When Earth's last picture is painted and the tubes are twisted and dried,
When the oldest colours have faded, and the youngest critic has died,
We shall rest, and, faith, we shall need it -- lie down for an aeon or two,
Till the Master of All Good Workmen shall put us to work anew!
And those that were good shall be happy: they shall sit in a golden chair;
They shall splash at a ten-league canvas with brushes of comets' hair;
They shall find real saints to draw from -- Magdalene, Peter, and Paul;
They shall work for an age at a sitting and never be tired at all!
And only the Master shall praise us, and only the Master shall blame;
And no one shall work for money, and no one shall work for fame,
But each for the joy of the working, and each, in his separate star,
Shall draw the Thing as he sees It for the God of Things as They Are!
I liked that poem, Curt, thanks!
I love it! And, actually, I don't think something like that is an impossible scenario to imagine! More surprising things have happened, especially in art. Maybe it will be located in Bentonville, Arkansas.
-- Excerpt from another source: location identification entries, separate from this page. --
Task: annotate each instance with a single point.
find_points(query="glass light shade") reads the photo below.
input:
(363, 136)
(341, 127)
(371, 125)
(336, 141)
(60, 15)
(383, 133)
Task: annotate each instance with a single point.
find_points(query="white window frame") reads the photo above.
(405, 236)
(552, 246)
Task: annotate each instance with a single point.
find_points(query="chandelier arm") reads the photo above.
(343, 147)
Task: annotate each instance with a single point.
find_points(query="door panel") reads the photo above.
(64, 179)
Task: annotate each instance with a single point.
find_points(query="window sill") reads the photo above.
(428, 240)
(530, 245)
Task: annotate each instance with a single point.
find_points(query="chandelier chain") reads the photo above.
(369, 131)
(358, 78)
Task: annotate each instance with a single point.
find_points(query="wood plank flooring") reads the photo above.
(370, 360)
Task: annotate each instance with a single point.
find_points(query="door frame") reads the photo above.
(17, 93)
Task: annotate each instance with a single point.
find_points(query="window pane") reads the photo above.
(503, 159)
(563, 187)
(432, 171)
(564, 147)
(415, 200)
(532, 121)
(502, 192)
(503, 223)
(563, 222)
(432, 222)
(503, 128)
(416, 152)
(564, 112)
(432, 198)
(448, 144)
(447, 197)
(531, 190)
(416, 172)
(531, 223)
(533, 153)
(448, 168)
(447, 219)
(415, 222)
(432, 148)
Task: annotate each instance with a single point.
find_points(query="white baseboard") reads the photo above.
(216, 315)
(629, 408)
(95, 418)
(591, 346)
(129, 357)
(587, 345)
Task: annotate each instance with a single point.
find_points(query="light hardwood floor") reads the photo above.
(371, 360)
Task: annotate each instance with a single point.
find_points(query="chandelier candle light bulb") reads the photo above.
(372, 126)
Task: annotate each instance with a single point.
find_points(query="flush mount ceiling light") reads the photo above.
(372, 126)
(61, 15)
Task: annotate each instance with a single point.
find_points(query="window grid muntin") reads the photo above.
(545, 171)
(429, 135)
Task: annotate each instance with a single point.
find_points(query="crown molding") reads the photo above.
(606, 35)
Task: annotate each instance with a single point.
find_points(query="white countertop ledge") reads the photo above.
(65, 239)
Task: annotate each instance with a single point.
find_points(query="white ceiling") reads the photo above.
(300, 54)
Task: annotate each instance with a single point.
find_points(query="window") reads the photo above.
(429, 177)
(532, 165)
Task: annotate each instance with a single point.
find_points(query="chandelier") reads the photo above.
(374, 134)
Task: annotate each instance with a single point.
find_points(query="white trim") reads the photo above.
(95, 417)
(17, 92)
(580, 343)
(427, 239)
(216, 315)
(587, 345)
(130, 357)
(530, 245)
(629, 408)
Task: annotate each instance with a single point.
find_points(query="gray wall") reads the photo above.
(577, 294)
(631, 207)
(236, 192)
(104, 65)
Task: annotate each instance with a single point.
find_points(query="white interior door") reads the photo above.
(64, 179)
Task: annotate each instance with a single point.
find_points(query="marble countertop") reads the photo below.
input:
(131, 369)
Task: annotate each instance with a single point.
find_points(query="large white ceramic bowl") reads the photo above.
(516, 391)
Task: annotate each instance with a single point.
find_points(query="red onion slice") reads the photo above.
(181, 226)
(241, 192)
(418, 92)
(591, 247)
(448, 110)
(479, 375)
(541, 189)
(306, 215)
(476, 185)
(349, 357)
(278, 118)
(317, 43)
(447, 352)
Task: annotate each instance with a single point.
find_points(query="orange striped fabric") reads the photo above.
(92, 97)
Originally Posted by Erik Petersson
Oh, that won't be for a while yet. What I'm doing is to strip them apart, one process at a time (right now, it's Salt Printing)... collate, translate, and rediscover these things from the 1860s and before. Nineteenth century science writing is dense, verbose (it takes a full page for them to describe coating by floating) and sometimes wrong (Cyanide is called an element... and the terms "atom" and "molecule" are thrown around interchangeably).
Originally Posted by dwross
I'm hoping to parlay this into a Master's Thesis though.
Very exciting! Best of luck. It will be a significant contribution.